A report from the Committee for a Responsible Federal Budget estimated that canceling all $1.6 trillion in federal student loan debt would increase the inflation rate by 0.1 to 0.5 percentage point over 12 months. Canceling $50,000 per borrower would result in a smaller increase, but the group did not estimate that effect.
"It's not gigantic," said Marc Goldwein, senior vice president and senior policy director for the Committee for a Responsible Federal Budget.
"In a normal inflation environment, it wouldn't be a big deal. But we're in a very precarious situation right now and at risk of inflation spiraling out of control," he added.
Canceling debt could benefit a lot of wealthy people
Biden has repeatedly said he is committed to making sure wealthy Americans pay their fair share and has proposed raising taxes on the richest Americans. Canceling student debt could run afoul of that policy goal.
Canceling student debt for everyone would disproportionately benefit higher-wealth households, like those with doctors and lawyers, because those borrowers tend to have more student debt after attending graduate school. As of 2019, households with graduate degrees owed 56% of the outstanding education debt.
A more targeted approach, like canceling debt for borrowers who earn less than a certain income threshold or canceling loans borrowed only for undergraduate degrees, could help make sure more of the benefit is reaching the Americans most in need.
"If you did even basic targeting, then way more of the money would go to low-income borrowers," said Adam Looney, a nonresident senior fellow at the Brookings Institution who has studied student debt relief policies.

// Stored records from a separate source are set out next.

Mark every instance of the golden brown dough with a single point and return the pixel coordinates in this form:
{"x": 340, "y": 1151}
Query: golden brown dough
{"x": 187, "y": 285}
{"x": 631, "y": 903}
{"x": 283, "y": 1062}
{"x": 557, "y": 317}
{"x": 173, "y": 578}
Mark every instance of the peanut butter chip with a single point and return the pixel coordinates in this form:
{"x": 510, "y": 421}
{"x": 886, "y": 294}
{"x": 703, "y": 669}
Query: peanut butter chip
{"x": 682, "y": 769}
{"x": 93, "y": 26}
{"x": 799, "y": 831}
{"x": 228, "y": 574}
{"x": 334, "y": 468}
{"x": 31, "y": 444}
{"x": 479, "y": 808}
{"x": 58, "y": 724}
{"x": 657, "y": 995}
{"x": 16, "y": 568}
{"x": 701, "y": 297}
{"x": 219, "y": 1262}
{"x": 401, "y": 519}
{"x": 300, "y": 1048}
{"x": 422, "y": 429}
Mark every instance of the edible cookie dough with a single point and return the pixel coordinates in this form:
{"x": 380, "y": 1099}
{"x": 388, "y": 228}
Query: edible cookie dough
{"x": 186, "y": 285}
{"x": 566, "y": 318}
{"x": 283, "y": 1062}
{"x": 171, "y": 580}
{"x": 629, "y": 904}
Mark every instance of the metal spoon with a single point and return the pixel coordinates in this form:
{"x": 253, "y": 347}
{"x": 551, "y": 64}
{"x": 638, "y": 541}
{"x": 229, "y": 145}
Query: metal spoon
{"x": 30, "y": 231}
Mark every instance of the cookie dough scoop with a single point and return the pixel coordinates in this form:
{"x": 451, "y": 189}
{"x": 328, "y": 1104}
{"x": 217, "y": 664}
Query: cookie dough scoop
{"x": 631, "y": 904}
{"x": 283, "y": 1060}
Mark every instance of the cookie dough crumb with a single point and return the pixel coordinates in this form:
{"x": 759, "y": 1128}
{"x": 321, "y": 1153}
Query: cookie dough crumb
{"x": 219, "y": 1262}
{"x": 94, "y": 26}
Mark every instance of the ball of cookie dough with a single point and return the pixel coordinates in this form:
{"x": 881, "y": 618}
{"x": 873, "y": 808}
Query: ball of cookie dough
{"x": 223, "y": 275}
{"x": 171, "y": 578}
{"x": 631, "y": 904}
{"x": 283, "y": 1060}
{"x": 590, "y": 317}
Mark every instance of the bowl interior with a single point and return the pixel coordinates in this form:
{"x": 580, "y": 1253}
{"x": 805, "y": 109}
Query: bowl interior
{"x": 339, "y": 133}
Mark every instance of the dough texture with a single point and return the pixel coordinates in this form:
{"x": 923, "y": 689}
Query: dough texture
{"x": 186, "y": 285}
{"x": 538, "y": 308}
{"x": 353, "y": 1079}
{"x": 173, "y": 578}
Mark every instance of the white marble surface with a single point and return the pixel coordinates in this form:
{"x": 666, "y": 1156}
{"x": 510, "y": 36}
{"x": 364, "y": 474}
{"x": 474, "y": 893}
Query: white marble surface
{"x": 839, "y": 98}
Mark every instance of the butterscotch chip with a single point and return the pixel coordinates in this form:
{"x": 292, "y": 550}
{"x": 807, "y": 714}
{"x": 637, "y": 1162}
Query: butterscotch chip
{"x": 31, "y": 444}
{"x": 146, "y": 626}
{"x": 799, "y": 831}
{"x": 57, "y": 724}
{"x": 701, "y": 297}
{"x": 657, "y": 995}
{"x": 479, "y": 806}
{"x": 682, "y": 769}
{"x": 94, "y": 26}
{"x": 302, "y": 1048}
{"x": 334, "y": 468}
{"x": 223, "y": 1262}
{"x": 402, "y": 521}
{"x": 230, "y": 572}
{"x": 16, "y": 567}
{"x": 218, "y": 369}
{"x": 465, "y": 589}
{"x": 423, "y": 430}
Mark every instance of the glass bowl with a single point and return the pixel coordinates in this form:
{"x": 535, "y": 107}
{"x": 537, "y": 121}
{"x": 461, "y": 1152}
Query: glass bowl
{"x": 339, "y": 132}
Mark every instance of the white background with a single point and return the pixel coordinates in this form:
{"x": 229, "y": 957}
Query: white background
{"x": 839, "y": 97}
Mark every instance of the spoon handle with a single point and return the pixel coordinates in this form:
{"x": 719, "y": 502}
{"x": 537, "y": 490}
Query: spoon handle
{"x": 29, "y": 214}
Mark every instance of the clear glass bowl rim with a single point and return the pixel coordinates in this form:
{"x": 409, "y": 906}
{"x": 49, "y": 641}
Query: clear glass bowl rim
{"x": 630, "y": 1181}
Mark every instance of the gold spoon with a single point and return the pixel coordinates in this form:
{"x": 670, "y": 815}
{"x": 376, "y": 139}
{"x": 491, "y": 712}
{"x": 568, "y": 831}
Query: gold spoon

Still, canceling student loan debt wouldn't solve the fundamental problem with college affordability. Biden also campaigned on making community colleges free, a move that would require an act of Congress, but that proposal was cut from his Build Back Better agenda.
"If you don't fix the system, these problems are going to reoccur and we'll be back in the same crisis we are now," Looney said.
Biden has signaled he would be open to excluding high-income borrowers from student loan debt cancellation, arguing last year that the government shouldn't forgive debt for people who went to "Harvard and Yale and Penn."
Psaki said Thursday that the President continues to consider some type of means testing when it comes to loan cancellation.
"He has talked in the past about how he doesn't believe that millionaires or billionaires should benefit -- or even people from the highest income -- so that is certainly something he would be looking at," she said.
To date, Biden's actions have delivered more than $17 billion in targeted student debt relief to 725,000 borrowers. About $3.2 billion of that was canceled for borrowers who had been defrauded by their for-profit colleges.